Bu ülkenin özellikle fen bilimcileri camiasında Kemalizmin bir din
gibi olduğunu hepimiz biliyorduk. Herkes de o hikâyeyi o haliyle
satın aldı ve hep öyle yazıldı. Hikâyeye göre Kemalizm dinine iman
etmiş kimi "tıpçılar" Mardin İslam'ı incelediği için onu "gerici"
bulmuşlar ve TÜBA'ya almamışlardı. Bilimsel açıdan tam bir
skandaldı.
Mardin de 2007'de Ruşen Çakır'la söyleşisinde hikâyeyi böyle
anlatmıştı. Sonra bir gün Mardin'i de çok seven bir akademisyen
arkadaşım bana durumun tam olarak böyle olmadığını Şevket Pamuk'tan
işittiğini söyledi. O gün Mardin'in akademiye kabul edilmesi
sunumunu Pamuk yapmış. Fakat sonra Cengiz Dökmeci çıkmış ve
Mardin'in aldığı uluslararası atıfları tek tek sıralamış ve durumun
sanıldığı gibi çok parlak olmadığını ortaya koymuş.

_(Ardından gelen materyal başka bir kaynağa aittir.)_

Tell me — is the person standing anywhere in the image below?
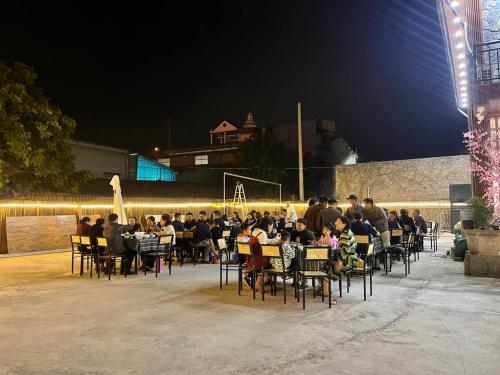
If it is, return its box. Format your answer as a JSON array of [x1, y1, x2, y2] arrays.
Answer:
[[304, 195, 328, 234], [103, 213, 137, 274], [345, 194, 363, 221], [363, 198, 391, 248], [76, 216, 92, 236], [316, 198, 342, 232]]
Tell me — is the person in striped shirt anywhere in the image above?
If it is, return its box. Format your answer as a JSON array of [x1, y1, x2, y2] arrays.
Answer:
[[335, 215, 358, 272]]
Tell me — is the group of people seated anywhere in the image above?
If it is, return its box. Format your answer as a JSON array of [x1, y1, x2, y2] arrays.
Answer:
[[76, 195, 427, 280]]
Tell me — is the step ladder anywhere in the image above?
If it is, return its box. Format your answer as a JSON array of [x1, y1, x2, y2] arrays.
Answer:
[[233, 181, 247, 217]]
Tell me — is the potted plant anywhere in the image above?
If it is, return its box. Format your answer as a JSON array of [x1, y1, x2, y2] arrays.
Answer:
[[466, 197, 493, 230]]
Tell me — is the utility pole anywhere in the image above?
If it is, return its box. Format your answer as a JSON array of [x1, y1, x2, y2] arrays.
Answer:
[[297, 102, 304, 202], [168, 117, 172, 152]]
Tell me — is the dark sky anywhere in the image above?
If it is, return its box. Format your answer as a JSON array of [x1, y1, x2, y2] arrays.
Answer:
[[0, 0, 466, 160]]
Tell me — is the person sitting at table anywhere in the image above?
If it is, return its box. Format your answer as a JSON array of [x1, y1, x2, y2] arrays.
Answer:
[[292, 218, 315, 246], [387, 211, 401, 245], [196, 210, 207, 224], [184, 212, 196, 230], [412, 208, 427, 233], [245, 212, 255, 226], [231, 211, 243, 225], [276, 208, 288, 233], [271, 232, 295, 272], [351, 211, 379, 257], [233, 223, 252, 264], [103, 213, 137, 274], [76, 216, 92, 236], [128, 216, 142, 234], [172, 212, 184, 232], [318, 224, 338, 249], [399, 208, 417, 233], [159, 214, 179, 246], [144, 216, 160, 234], [190, 219, 216, 263], [89, 218, 105, 245], [316, 197, 342, 235], [333, 217, 358, 276], [304, 195, 328, 233], [245, 217, 280, 290]]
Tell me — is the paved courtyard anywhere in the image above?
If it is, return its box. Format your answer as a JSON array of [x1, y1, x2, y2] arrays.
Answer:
[[0, 237, 500, 375]]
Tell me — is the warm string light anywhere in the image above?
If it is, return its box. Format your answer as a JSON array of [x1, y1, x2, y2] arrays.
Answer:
[[0, 201, 467, 209]]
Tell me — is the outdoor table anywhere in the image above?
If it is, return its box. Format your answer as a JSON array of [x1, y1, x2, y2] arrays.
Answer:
[[123, 235, 166, 272]]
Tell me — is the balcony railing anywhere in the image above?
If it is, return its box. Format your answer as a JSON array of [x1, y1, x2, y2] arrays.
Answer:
[[474, 41, 500, 84]]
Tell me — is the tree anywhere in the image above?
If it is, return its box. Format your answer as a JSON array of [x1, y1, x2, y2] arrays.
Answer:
[[0, 62, 90, 192], [464, 130, 500, 221]]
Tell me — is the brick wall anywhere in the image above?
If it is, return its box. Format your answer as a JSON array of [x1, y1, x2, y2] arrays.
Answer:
[[335, 155, 471, 226]]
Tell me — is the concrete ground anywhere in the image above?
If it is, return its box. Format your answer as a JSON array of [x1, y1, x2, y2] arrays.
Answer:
[[0, 237, 500, 375]]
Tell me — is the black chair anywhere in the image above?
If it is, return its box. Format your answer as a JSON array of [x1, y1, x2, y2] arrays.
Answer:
[[260, 245, 297, 304], [236, 242, 257, 299], [172, 231, 186, 267], [295, 246, 336, 309], [97, 237, 127, 280], [217, 238, 239, 290], [349, 244, 374, 301], [69, 235, 92, 277], [181, 231, 200, 266], [144, 234, 174, 277]]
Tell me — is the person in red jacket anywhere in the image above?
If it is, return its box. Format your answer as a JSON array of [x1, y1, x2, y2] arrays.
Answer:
[[76, 216, 92, 236]]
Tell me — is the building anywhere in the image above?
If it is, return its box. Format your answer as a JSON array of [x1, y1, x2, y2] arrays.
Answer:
[[71, 141, 175, 181], [155, 113, 357, 170], [436, 0, 500, 196], [335, 155, 471, 229]]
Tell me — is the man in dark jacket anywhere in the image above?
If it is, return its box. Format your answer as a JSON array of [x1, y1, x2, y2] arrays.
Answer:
[[363, 198, 391, 247], [172, 212, 184, 232], [291, 219, 315, 245], [351, 212, 378, 255], [345, 194, 363, 221], [103, 214, 137, 274], [316, 198, 342, 231], [304, 195, 328, 233]]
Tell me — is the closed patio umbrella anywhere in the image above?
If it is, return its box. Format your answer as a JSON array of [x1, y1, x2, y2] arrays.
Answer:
[[109, 175, 127, 224]]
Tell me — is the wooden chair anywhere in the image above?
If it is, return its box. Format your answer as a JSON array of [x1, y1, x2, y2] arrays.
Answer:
[[260, 245, 297, 304], [217, 238, 239, 290], [172, 232, 186, 267], [236, 242, 257, 299], [295, 246, 341, 309], [97, 237, 127, 280], [144, 234, 174, 277]]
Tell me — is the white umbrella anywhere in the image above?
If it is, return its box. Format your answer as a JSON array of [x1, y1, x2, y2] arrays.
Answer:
[[109, 175, 127, 224]]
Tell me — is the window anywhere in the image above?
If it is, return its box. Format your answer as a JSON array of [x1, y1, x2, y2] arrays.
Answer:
[[158, 158, 170, 167], [194, 155, 208, 165]]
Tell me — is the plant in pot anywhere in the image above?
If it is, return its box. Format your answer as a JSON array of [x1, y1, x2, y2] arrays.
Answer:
[[468, 197, 493, 229], [464, 129, 500, 229]]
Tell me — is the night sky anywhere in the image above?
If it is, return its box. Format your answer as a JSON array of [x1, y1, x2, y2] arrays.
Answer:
[[0, 0, 466, 160]]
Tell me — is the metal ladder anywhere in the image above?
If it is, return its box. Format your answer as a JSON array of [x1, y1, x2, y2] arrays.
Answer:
[[233, 181, 247, 217]]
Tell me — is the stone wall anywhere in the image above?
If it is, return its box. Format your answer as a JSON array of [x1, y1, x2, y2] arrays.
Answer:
[[335, 155, 471, 227]]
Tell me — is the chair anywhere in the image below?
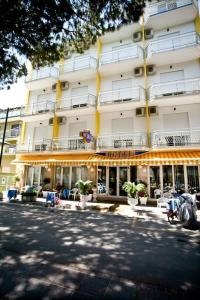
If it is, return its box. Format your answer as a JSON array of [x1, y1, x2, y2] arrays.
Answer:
[[154, 189, 161, 199], [68, 188, 78, 200]]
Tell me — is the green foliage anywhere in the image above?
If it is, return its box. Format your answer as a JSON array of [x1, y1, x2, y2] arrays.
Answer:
[[0, 0, 145, 88], [76, 179, 93, 195], [122, 181, 146, 198]]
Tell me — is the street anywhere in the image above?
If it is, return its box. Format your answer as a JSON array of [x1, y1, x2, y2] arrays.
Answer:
[[0, 204, 200, 300]]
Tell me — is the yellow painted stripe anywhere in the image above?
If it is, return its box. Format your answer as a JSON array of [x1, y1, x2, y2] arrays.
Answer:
[[95, 38, 102, 138], [194, 16, 200, 34], [142, 16, 151, 147]]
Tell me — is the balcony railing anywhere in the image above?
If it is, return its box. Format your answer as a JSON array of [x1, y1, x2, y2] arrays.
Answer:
[[21, 101, 55, 116], [99, 87, 145, 105], [147, 32, 200, 57], [148, 0, 192, 16], [60, 56, 97, 73], [152, 129, 200, 148], [101, 45, 143, 65], [56, 94, 96, 110], [97, 132, 147, 149], [149, 78, 200, 100], [3, 145, 16, 155], [17, 137, 94, 152], [26, 67, 59, 82], [0, 128, 20, 138]]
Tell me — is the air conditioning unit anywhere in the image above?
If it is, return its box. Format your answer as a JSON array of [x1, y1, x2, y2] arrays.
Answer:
[[136, 107, 145, 117], [149, 106, 158, 116], [64, 52, 72, 59], [144, 29, 153, 40], [61, 81, 69, 91], [58, 117, 66, 125], [49, 118, 53, 126], [147, 65, 156, 75], [51, 83, 56, 92], [134, 67, 144, 77], [133, 31, 142, 42]]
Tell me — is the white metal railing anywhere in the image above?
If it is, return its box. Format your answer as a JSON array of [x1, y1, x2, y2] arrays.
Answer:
[[99, 86, 145, 105], [60, 56, 97, 73], [17, 137, 94, 152], [101, 45, 143, 65], [149, 78, 200, 100], [56, 94, 96, 110], [21, 101, 55, 116], [0, 128, 20, 138], [97, 132, 147, 149], [26, 67, 59, 82], [3, 145, 16, 155], [151, 128, 200, 148], [147, 32, 200, 57], [148, 0, 193, 16]]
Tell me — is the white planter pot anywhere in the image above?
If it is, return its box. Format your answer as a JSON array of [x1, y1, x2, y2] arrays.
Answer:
[[140, 197, 148, 205], [128, 197, 138, 209], [80, 195, 90, 209]]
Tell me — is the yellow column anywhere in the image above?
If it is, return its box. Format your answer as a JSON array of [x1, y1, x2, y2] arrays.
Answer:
[[142, 16, 151, 147], [194, 16, 200, 34], [95, 38, 102, 137], [20, 91, 31, 144], [53, 80, 62, 139]]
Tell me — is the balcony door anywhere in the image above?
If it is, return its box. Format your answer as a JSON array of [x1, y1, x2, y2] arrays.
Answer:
[[111, 79, 132, 102], [71, 86, 88, 108], [111, 118, 133, 149], [163, 112, 190, 146]]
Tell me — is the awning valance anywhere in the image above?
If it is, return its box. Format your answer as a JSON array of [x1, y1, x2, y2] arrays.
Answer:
[[13, 151, 200, 166]]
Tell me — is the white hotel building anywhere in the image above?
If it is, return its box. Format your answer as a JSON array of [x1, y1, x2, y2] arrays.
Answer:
[[16, 0, 200, 197]]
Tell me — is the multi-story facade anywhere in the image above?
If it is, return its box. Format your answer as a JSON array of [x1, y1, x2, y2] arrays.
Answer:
[[0, 107, 22, 191], [14, 0, 200, 197]]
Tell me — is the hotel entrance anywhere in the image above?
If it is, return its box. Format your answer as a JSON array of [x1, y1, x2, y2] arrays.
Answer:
[[98, 166, 137, 197]]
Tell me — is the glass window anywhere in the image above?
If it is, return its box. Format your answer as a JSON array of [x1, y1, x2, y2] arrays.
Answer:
[[150, 166, 160, 198], [63, 167, 70, 188], [33, 166, 40, 185], [109, 167, 117, 196], [98, 167, 106, 194], [71, 167, 81, 188], [174, 165, 185, 192], [163, 166, 173, 193], [119, 167, 127, 196], [187, 166, 199, 192]]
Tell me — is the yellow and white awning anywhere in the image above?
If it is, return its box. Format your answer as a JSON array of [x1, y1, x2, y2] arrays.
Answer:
[[13, 151, 200, 166]]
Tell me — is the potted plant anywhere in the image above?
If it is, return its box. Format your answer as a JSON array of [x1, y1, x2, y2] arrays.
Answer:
[[122, 181, 146, 209], [76, 179, 92, 209], [21, 187, 37, 202]]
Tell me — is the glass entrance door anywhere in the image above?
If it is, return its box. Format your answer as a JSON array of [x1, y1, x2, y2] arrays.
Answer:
[[119, 167, 127, 196], [109, 167, 117, 196]]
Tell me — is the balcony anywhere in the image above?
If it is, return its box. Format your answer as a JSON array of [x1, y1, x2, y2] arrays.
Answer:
[[97, 132, 147, 152], [60, 56, 97, 81], [99, 86, 145, 112], [149, 78, 200, 106], [0, 128, 20, 140], [100, 45, 143, 76], [3, 145, 16, 156], [17, 137, 94, 153], [25, 67, 59, 90], [147, 32, 200, 65], [146, 0, 198, 29], [21, 101, 55, 121], [152, 129, 200, 149], [56, 94, 96, 116]]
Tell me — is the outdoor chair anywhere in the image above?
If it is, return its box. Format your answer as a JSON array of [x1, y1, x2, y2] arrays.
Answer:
[[68, 188, 78, 200]]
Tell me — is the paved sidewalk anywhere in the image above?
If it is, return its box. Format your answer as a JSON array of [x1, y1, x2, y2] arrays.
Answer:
[[0, 203, 200, 300]]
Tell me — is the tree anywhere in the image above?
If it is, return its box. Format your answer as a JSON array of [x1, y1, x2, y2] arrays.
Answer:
[[0, 0, 145, 88]]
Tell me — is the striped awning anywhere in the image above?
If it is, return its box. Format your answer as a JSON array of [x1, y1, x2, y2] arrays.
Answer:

Mardin'in sadece birkaç çalışmasının evrensel seviyede itibarlı
olup gerisine itibar edilmediği konusunda ikna edici bir sunum
yapmış. Pamuk elbette Mardin'in ikonoklast bir bilim adamı olma
vasfının üzerinde durmuş ama kâğıt üzerinde Dökmeci de haksız
görünmüyormuş. Çünkü son 20 yılın uluslararası atıf indeksleri
ortadaymış. Sonrasında ben bu meseleyi iyice merak ettim ve
soruşturdum. Anladığıma göre Dökmeci ideolojik kimliği hiç olmayan
ve çalıştığı mukavemet alanında bilimsel itibar sahibi düz bir doğa
bilimci olarak görünüyordu. Dökmeci, Mardin'i hiç okumamıştı, neyi
araştırdığıyla da hiç ilgilenmiyordu. Sadece klasik evrensel
bilimsel "citation" kriterleri açısından Mardin'in akademik
geçmişinin dökümünü çıkarmıştı. Mardin'in TÜBA üyesi olmaması
konusunda hazirunu ikna eden Dökmeci idi.
Öte yandan mesela o toplantıda Doğan Kuban da vardı ve Kuban'ın
Mardin'e bilimsel olmayan bir ideolojik düşmanlığı olduğuna şüphem
yok. Elbette TÜBA'cıların bir kısmında da "Dinselleşmiş Kemalizm"
hastalığının olduğuna da kuşku yok. Nitekim o zamanki TÜBA
Başkanı'nın "Mardin Said Nursi'yi çok parlatmış.Ondan TÜBA'ya
almadık" tipi bilimdışı lafları olduğu aşikâr. Mardin'in
reddedildiği toplantıda da olan Celal Şengör'ün de belirttiği üzere
TÜBA'ya o dönemde "bilim adamı değil filim adamı olduğu halde"
alınan bir sürü şarlatan da olmuştur. Zaten bu sebeplerden TÜBA
hiçbir zaman evrensel anlamda itibarlı bir bilimler akademisi
olamamıştır. Hâlâ da değildir. Bilimin olmadığı yerde bilimler
akademisi mi olur yahu. Bu komedileri zaten geçelim.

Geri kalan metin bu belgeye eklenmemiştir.